Reformed Worship & Culture
The concerns regarding General Assembly worship are not matters of taste and style, but of principle. I am advocating for simplicity, biblical simplicity in General Assembly worship. A number of years ago TE Johnson raised concerns regarding the complex, “liturgical chaos” of General Assembly worship. And a young church planter dismissed TE Johnson as simply trying to impose his own cultural preferences on the General Assembly:
I like black licorice, and Dr. Johnson doesn’t like GA worship. Neither opinion should trouble the conscience of our denomination.
Interestingly, when I was in college I took a “Theology of Worship” course and the professor made the same criticism: i.e., that TE Johnson argues for a worship that is largely reflective of 19th Century Savannah. But that is simply not accurate. See TE Johnson’s reply at the bottom of the page here.

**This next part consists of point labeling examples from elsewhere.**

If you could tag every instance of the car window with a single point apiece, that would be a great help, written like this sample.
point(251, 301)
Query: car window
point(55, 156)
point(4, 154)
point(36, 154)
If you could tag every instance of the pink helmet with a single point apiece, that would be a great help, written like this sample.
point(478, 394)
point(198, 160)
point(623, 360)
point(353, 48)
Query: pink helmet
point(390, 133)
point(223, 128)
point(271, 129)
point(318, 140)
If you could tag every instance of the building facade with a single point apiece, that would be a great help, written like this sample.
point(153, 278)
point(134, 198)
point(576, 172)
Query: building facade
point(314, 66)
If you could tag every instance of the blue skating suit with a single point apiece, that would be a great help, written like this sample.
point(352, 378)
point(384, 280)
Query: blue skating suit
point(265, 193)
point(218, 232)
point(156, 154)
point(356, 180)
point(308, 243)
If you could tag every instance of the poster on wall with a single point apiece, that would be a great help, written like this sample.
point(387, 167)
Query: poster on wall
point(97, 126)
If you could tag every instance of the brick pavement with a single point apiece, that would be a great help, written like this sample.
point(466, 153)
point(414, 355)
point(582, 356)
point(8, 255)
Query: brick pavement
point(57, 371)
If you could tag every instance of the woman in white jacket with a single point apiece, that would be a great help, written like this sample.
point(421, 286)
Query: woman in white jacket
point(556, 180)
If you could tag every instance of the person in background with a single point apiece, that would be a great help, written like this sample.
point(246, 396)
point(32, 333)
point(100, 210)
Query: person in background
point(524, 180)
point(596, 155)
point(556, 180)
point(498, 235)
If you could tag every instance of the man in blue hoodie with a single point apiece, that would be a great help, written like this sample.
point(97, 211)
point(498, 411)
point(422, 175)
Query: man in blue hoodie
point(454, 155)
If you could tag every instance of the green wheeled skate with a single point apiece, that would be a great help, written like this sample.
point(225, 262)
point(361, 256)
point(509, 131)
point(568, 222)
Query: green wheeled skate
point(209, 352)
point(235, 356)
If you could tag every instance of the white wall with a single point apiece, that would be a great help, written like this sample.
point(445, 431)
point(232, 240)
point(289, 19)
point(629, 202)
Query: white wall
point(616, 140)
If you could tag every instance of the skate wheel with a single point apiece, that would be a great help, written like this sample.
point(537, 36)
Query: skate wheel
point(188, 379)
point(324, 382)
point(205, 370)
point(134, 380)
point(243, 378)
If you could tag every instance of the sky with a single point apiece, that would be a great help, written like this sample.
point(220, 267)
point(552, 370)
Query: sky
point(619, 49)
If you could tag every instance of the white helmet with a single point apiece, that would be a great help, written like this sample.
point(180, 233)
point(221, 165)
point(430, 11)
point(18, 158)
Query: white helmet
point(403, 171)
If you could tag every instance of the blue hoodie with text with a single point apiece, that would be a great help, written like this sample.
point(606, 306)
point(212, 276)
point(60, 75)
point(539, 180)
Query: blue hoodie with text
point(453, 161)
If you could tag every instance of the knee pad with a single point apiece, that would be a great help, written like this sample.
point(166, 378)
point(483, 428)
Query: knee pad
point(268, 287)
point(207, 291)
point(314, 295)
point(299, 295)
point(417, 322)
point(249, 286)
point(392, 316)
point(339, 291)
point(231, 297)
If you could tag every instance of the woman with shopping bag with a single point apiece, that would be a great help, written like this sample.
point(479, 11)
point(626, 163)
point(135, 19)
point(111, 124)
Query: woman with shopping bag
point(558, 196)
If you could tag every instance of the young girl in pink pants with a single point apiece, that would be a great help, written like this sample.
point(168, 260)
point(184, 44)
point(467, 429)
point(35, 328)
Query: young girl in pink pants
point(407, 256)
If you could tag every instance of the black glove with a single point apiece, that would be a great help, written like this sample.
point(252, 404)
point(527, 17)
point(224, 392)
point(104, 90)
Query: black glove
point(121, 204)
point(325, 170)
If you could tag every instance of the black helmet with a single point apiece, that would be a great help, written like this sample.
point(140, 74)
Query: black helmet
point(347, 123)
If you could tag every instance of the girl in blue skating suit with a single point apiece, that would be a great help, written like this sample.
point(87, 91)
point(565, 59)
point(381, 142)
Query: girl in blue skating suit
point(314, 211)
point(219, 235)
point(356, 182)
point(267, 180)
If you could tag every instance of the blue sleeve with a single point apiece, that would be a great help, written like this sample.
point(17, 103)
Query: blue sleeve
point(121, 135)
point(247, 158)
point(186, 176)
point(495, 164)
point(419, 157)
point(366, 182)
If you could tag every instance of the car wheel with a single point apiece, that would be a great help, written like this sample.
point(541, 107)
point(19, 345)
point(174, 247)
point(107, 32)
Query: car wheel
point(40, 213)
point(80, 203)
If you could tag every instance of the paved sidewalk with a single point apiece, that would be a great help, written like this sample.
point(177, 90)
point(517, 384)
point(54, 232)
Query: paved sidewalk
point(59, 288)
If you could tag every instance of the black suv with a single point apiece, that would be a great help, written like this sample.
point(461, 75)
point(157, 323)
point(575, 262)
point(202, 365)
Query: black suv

It is not about culture or taste or preserving what is familiar. Reformed Worship, Biblical Worship, worship that is reformed according to Scripture transcends culture and is portable from one culture to another. Why is this the case? Because it is simple. What is required for Reformed Worship? A Bible, a bit of water, wine, and bread, something to sing from, and maybe something to lean on while preaching.
In a recent General Assembly seminar TE Richard D. Phillips made the very important point that Reformed worship is not only portable, it is not a reflection of “European culture,” but transcends culture.
If any worship style is a reflection of Anglo-Saxon, upper middle class American suburbanite sensibilities, it is the worship style that has characterized the worship of recent General Assemblies: massive production costs, highly choreographed performances and singing, overpowering sound systems and lights, little congregational singing all in a darkened room.
The “Host Committees” for future General Assemblies could do worse than to solemnly consider the questions TE Johnson regularly asks regarding the worship services of our General Assembly.
If the PCA wants to be more welcoming, culturally diverse, and less “anglo-centric,” perhaps we should consider planning for simpler, more Reformed worship services rather than a hybrid concert-suburban-megachurch-worship-service.
What if General Assembly worship services were characterized by the simple beauty of thousands joining together to praise our Covenant God for who He is and what He has done? What if General Assembly worship services were simply the saints gathering to “read the Bible, preach the Bible, pray the Bible, sing the Bible, and see the Bible” as we meet with God and His people?4
Unlike in the case of the Sabbath, there is a difference between the Continental position and the Westminster position on the “Three Marks of the Church;” the Continental Reformed confess the right preaching, right administration of the sacraments, and the right exercise of church discipline to be the three marks (See Belgic Confession Article 29 and contrast WCF 25:4).
Yes, I am aware of Dr. Dabney’s objections to pipe organs. I share his concerns, but an organ is much better suited to accompanying corporate worship than a full orchestra or even medium-sized ensemble.
D. G. Hart & J. R. Muether, J. R., With Reverence and Awe: Returning to the Basics of Reformed Worship. (Phillipsburg, NJ: P & R Publishing, 2002), 166.
Ligon Duncan, “Foundations for Biblically Directed Worship” in Give Praise to God, ed. P.G. Ryken, D.W.H. Thomas, and J. L. Duncan III (Phillipsburg: P&R Publishing, 2003), 65.
The fact of the matter is that most in the PCA, and that includes most TEs, don't really want to be historic Presbyterians. They want to have the polity, but not worship of our forefathers. Let's face it, even using language like "traditional" to describe music and hymnody in the P&R context is a little oxymoronic.